The need for the study, arose out of concerns expressed by several non-governmental environmental organisations and citizens, regarding an application by ALCOA Minerals of Jamaica, for the renewal of the bauxite company’s Special Exclusive Prospecting Licence (SEPL) no. 535.
Minister of Information, Culture, Youth, and Sports, Olivia Grange, told journalists at Wednesday’s (Jan. 21) post-Cabinet media briefing at Jamaica House, that the study, which generated a report entitled: ‘Defining the Boundaries of the Cockpit Country’, was conducted by a multi-disciplinary team from the University of the West Indies, Mona. The report was reviewed by Cabinet at its weekly meeting on Monday (Jan. 19), Ms. Grange informed.
“This category of licence gives a mining or exploration company the sole right to carry out mineral exploration activities for a given mineral or minerals within an area, defined by the licence,” the Minister outlined.
The licence, she added, would have allowed ALCOA’s local company Jamalco, to continue exploring for bauxite over an area of 510.25 km2, within sections of St.
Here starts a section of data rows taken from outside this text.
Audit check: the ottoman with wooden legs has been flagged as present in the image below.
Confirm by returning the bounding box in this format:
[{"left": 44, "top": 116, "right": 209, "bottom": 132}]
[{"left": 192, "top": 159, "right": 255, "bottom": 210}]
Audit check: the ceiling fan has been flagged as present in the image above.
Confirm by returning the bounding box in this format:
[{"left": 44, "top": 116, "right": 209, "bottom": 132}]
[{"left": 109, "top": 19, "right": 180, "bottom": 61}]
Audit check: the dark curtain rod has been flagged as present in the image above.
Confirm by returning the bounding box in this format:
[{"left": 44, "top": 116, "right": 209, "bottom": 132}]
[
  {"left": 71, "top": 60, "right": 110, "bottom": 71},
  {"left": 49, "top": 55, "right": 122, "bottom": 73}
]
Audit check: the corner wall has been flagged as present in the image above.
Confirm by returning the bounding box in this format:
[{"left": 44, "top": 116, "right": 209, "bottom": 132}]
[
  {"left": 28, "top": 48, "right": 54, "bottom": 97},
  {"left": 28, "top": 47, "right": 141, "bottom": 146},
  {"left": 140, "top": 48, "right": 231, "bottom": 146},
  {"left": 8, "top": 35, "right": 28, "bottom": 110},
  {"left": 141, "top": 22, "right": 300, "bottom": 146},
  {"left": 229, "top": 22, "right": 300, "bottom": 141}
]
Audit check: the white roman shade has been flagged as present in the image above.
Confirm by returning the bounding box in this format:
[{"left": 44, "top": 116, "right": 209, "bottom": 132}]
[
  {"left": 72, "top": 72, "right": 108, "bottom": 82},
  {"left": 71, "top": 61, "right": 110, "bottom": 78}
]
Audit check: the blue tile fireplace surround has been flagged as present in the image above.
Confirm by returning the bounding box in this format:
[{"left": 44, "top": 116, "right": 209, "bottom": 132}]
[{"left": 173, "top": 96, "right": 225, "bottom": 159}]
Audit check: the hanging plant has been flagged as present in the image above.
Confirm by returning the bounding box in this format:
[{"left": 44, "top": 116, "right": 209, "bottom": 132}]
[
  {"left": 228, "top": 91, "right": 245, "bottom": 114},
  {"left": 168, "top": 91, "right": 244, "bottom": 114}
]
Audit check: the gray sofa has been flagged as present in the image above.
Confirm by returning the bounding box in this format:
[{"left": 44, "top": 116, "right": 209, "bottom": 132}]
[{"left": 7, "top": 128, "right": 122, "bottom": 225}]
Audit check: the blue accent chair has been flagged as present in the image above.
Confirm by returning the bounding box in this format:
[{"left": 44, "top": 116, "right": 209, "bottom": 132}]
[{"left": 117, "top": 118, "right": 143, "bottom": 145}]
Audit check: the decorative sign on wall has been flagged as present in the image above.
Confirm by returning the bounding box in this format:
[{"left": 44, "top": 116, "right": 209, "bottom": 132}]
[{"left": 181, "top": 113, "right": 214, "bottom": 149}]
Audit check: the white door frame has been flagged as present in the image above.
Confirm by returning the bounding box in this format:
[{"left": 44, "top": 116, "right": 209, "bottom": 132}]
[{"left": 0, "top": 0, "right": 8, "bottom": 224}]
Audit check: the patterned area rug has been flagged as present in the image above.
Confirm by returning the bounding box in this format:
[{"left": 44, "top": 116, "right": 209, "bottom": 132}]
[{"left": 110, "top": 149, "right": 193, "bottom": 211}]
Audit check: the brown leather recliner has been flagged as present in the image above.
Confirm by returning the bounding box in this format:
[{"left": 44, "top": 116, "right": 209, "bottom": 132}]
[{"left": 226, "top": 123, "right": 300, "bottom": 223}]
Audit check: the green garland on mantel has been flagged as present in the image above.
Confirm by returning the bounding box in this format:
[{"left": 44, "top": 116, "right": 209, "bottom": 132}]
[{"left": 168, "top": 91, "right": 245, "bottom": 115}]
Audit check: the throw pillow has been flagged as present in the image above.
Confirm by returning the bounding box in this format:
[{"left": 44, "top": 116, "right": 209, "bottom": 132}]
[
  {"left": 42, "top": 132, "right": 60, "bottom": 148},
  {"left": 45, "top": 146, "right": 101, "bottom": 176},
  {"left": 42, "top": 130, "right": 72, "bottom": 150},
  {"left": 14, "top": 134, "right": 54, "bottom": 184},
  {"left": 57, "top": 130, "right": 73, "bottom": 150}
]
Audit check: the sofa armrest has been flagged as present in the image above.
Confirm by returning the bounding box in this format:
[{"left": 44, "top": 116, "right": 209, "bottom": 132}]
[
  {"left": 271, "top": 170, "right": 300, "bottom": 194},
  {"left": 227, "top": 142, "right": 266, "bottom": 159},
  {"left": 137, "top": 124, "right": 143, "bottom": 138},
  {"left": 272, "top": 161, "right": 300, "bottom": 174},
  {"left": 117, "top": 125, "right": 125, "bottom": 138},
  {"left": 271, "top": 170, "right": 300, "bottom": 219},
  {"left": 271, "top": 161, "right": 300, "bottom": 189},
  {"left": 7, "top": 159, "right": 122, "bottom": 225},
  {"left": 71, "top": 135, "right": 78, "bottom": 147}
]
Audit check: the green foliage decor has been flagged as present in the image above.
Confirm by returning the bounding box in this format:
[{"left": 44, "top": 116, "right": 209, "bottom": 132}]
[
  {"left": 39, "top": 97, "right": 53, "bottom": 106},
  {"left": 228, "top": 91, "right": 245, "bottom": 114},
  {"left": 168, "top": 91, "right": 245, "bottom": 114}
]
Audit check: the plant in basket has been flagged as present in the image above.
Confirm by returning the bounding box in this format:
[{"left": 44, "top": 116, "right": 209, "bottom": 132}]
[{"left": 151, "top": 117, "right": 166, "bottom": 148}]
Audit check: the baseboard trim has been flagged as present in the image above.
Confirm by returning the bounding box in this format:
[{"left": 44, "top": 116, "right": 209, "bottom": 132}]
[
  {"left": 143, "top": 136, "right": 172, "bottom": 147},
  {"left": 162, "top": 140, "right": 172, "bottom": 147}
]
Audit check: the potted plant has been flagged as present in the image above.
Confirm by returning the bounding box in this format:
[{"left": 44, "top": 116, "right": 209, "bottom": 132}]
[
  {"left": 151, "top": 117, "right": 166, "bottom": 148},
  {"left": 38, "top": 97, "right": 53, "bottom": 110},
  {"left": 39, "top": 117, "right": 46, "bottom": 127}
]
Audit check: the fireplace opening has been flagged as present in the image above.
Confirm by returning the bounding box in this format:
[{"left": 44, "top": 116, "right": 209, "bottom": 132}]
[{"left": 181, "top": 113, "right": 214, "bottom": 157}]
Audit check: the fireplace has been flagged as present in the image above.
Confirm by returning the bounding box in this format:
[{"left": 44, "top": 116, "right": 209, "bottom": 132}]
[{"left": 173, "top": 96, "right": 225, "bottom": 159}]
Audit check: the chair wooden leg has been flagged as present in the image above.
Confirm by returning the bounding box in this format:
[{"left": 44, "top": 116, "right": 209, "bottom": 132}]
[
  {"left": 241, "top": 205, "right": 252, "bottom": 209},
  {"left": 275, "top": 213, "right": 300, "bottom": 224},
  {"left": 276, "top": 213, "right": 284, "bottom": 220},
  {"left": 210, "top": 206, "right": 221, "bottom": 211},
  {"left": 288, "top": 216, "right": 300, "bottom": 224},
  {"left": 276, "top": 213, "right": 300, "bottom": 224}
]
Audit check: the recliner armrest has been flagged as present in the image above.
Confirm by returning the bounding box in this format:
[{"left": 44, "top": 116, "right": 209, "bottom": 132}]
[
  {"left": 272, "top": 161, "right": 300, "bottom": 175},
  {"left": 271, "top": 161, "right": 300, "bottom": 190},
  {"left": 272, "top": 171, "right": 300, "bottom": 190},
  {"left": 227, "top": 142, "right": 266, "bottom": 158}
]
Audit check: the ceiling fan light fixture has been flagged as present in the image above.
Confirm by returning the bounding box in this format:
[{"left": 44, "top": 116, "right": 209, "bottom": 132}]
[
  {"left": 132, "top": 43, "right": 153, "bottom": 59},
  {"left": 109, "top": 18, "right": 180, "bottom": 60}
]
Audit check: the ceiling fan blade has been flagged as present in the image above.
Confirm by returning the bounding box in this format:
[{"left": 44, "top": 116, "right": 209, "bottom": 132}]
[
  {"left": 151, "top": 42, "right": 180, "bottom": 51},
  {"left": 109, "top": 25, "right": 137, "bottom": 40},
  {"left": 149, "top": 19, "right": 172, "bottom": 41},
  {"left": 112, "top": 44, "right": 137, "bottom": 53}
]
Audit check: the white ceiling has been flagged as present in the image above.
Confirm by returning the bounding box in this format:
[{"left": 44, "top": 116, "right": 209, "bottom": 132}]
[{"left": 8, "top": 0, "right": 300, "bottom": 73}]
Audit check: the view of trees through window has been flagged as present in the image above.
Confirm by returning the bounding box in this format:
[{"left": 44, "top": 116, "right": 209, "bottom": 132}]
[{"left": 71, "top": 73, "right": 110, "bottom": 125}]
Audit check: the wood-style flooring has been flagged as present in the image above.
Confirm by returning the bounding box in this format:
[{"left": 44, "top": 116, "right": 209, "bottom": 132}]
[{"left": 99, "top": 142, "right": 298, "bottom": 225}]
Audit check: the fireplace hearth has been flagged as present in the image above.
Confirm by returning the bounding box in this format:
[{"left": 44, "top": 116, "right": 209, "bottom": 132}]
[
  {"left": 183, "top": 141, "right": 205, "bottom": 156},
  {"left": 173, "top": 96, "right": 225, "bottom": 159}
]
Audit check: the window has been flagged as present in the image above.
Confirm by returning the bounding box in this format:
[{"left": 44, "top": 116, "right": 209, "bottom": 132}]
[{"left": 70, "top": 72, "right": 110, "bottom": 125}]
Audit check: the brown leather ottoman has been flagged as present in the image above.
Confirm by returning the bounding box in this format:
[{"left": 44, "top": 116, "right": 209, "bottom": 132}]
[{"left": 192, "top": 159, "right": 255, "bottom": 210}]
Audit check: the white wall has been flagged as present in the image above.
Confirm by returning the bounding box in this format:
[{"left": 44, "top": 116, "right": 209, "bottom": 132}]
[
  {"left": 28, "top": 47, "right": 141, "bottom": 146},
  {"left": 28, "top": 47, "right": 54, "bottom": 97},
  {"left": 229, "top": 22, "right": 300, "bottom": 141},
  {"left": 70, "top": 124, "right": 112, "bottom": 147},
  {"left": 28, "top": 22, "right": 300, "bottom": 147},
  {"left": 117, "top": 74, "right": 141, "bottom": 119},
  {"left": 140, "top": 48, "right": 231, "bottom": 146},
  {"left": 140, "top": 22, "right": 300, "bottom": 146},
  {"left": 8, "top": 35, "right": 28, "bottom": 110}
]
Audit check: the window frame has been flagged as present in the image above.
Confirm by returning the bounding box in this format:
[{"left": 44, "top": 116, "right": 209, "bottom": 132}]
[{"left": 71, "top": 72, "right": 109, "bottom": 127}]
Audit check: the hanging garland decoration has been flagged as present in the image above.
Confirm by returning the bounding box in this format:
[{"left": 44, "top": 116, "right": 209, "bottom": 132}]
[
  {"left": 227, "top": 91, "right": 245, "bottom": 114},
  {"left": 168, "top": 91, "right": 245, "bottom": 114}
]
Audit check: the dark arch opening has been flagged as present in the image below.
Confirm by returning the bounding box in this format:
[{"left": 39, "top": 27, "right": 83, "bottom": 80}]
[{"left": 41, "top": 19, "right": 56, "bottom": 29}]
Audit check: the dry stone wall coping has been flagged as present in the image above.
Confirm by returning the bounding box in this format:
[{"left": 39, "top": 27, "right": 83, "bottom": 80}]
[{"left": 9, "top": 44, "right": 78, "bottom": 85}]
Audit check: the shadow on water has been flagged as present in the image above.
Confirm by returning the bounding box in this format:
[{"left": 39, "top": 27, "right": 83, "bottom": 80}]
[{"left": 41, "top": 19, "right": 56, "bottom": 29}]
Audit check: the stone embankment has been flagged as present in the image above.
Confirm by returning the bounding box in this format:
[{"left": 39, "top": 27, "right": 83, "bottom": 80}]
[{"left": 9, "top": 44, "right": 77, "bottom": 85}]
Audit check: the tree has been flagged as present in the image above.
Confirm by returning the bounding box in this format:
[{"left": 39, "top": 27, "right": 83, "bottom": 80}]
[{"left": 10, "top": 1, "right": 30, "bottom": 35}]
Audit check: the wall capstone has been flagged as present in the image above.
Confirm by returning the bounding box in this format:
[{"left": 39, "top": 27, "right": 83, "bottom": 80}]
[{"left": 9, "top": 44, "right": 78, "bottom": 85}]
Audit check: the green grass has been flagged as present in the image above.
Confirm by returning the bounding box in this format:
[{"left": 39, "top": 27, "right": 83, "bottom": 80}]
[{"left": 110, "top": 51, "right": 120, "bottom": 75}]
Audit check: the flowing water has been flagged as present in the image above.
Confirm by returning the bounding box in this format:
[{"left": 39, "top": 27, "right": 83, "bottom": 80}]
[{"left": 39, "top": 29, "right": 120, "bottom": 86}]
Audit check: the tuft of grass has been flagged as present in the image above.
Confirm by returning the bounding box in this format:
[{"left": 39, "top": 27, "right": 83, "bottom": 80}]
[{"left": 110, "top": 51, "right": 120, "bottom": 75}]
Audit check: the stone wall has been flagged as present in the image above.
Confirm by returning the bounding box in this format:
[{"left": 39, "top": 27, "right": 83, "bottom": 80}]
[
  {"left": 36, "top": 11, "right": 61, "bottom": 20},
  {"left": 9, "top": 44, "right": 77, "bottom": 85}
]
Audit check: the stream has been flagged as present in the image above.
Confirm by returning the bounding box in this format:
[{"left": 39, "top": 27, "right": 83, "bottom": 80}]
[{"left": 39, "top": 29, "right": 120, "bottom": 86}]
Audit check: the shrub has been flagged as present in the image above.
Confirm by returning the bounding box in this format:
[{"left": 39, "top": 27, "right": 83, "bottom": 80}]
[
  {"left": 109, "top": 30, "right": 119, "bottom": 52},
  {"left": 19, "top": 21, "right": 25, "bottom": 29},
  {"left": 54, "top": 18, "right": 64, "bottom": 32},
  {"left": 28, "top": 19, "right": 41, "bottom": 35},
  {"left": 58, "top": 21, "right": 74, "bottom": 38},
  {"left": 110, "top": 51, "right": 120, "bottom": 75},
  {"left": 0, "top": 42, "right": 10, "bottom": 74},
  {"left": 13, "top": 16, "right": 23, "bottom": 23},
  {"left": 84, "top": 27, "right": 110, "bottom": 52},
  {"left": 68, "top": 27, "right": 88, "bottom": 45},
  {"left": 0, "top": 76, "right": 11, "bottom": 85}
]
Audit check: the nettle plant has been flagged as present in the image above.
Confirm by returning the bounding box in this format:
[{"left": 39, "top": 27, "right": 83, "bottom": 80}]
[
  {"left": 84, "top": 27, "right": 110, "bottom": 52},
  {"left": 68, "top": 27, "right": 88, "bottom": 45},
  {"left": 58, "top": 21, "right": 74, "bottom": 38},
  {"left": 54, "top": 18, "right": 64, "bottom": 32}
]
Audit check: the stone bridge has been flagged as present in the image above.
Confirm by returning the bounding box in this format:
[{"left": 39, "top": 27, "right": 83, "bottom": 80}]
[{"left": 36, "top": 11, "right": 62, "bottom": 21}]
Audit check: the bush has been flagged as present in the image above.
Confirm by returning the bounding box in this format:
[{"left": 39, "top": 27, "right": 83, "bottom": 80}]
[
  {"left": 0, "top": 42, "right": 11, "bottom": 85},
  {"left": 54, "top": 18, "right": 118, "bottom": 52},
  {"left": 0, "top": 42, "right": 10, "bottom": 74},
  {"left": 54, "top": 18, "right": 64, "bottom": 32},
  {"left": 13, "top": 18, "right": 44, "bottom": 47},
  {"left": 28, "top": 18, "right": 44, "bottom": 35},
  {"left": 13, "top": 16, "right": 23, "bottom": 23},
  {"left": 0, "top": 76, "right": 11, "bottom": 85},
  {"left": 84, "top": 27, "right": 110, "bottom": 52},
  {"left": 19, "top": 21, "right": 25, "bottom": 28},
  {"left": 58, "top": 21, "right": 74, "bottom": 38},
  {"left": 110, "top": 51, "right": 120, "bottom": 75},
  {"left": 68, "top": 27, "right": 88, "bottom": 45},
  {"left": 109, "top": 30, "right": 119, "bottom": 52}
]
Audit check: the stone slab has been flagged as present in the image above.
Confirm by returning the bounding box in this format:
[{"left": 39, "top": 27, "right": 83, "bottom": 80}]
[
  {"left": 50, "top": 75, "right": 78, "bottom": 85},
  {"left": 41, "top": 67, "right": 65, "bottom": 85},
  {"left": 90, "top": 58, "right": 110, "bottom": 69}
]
Ann and Trelawny.
According to Ms. Grange, the study was initially slated for completion in September 2007, but was delayed as a result of a number of “intervening factors”.
The final version of the study, she said, was completed and submitted to the Ministry of Mining and Telecommunications in December 2008.
In the meantime, the Jamaica National Heritage Trust (JNHT) is doing a survey in the Cockpit Country to determine archaeological sites that should be declared national monuments.